Dobermann’s Successors

After Karl Dobermann, the two men responsible for establishing the Doberman breed were Otto Goeller (1852-1922) of Thueringin Kennel and Goswin Tischler (1859-1939) of Groenland Kennel.

Goeller, who was also initially interested in the naturally bobbed tail, wrote the first standard for the Doberman in 1899. Also in 1899, he officially named the Doberman breed and formed the German Doberman Pinscher Club. He was an authority on the breed and and wrote several informational pamphlets.

Osker Vorwerk, who developed a new breed of poultry, encouraged Goeller to initially get into breeding dogs. Eventually, Goeller’s residence would be crowded with dogs as he produced hundreds of them, many of which would become world renowned Dobermans.

In 1904, Goeller produced Hellegraf v Thueringin, a beautiful and powerful red male who gave the breed a new stature. His puppies were in great demand and two of them, a male Annagret II v Thueringen and female Claudius v Thueringen, shipped to the United States in 1908.

Tischer worked more in the background and produced the world famous Five Star Litter, Belling, Greif, Krone, Lottchen, and Tilly II; all v Groenland. The son of Grief v Groenlan, Bertel v Hohenstein born in 1905, in 1907 was the first well bred Doberman to be imported into the United States and became the foundation of quality Doberman breeding there.
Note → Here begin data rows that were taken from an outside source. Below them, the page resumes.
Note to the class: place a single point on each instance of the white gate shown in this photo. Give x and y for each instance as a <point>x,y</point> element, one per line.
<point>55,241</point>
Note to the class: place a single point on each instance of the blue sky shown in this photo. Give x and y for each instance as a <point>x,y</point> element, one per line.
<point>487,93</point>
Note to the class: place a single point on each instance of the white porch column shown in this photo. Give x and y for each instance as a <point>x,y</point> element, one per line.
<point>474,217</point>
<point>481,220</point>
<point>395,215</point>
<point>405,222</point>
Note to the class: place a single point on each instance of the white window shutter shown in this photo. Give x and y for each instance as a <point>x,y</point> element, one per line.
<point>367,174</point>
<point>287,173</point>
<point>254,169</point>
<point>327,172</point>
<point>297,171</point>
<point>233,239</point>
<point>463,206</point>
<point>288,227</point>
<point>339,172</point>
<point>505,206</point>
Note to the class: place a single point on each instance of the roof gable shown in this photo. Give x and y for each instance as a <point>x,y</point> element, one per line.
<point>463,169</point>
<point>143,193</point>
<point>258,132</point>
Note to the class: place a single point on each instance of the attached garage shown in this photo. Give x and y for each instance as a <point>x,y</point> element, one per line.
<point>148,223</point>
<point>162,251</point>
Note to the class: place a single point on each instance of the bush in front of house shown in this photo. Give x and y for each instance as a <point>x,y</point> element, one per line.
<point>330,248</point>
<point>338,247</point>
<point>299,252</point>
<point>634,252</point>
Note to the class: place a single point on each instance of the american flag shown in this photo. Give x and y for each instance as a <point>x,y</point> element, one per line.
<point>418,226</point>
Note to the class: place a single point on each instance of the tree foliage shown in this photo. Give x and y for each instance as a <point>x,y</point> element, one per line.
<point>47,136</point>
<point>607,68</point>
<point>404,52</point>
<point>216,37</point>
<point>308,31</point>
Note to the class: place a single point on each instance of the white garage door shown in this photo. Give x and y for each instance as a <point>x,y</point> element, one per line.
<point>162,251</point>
Also a major early Doberman breeder was Gustav Krumbholz of the Ilm-Athen Kennel in Wickerstedt. He made the first Manchester Terrier cross. He also made one of the earliest entries into the German stud book with the breeding of Greif v Groenlan to his female Lady v Ilm-Athen, who was part Manchester Terrier. One of the products of this breeding was Prinz Modern v Ilm-Athen, who became an important stud in the United States before 1910.